クオリティコントロールはただでさえ数値化するのが難しく、その管理コストといったらバカにならないほどだろうに、それをどうやって現場に根付かせたのか、非常に興味があったのです。

で、成功のコツはいったいなんだったのか。

実はこの本、シックスシグマの話にはそれほどページを割いていません。
ただ、シックスシグマに限らず、さまざまな取り組みを全社に浸透させることに成功したポイントは、共通していることに気付かされました。
それは、繰り返し繰り返しシツコイぐらいにトップが自らメッセージを伝えること。
実際にこの本のにも書いてあるとおり、ウェルチは繰り返し繰り返し社員へメッセージを送り続けた。
そんな姿勢は、この本の書き方にも現れている。繰り返し繰り返し、読者へメッセージを送り続けている。
この「しつこいぐらい」に何度も何度も繰り返し目指すところを語る、という姿勢が、シックスシグマに限らずプロジェクトを成功に導き、現場に企業文化を根付かせ、良いスパイラルを増幅させる原動力になっているんだなぁと。
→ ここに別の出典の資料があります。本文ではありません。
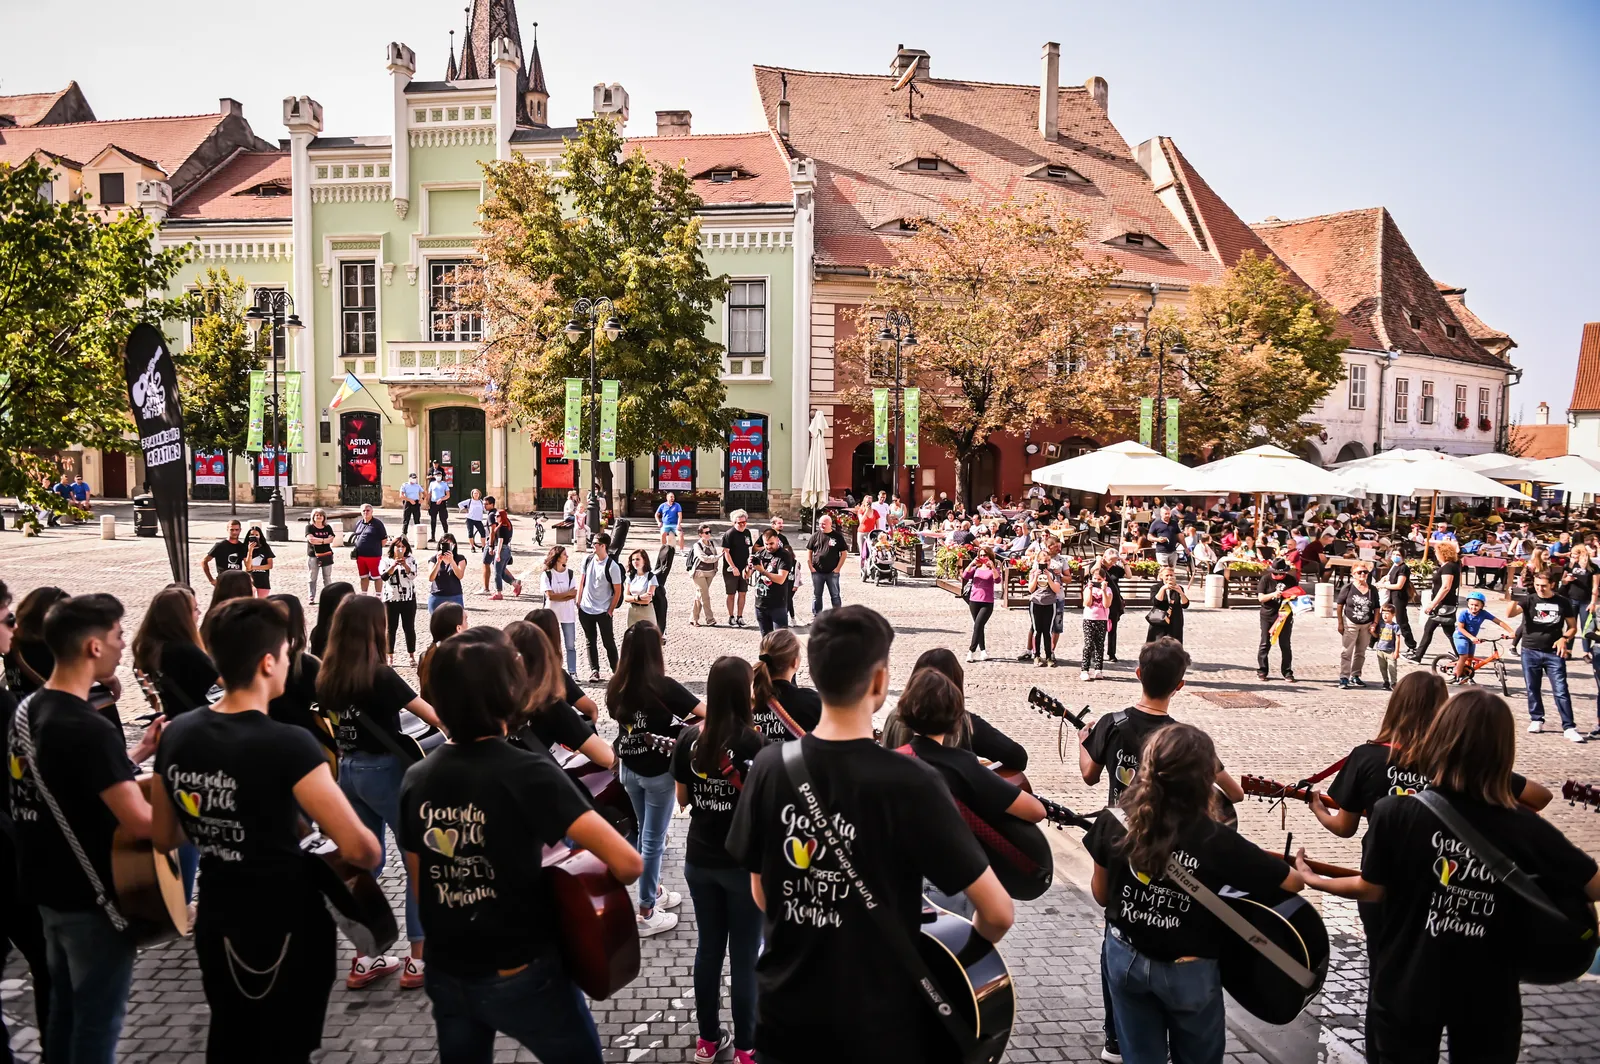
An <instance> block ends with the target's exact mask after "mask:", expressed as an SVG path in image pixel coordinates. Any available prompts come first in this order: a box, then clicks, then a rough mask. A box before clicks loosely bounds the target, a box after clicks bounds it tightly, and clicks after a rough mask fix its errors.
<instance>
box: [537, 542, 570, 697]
mask: <svg viewBox="0 0 1600 1064" xmlns="http://www.w3.org/2000/svg"><path fill="white" fill-rule="evenodd" d="M539 590H541V592H544V602H546V603H547V605H549V608H550V613H554V614H555V619H557V621H558V622H560V626H562V643H565V645H566V674H568V675H573V674H576V672H578V574H576V573H573V571H571V570H570V568H566V547H550V550H549V552H547V554H546V555H544V571H542V573H539Z"/></svg>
ただ、この本、下巻の後半になってくると力尽きてきたのか、かなり内容が切れ切れで散漫になってくる。そこがマイナスポイントといえるだろう。

(経営とは何か度:★★★★★)

ジャック・ウェルチ, ジョン・A・バーン, 宮本 喜一
ジャック・ウェルチ わが経営(上)

ジャック・ウェルチ, ジョン・A・バーン, 宮本 喜一
ジャック・ウェルチ わが経営(下)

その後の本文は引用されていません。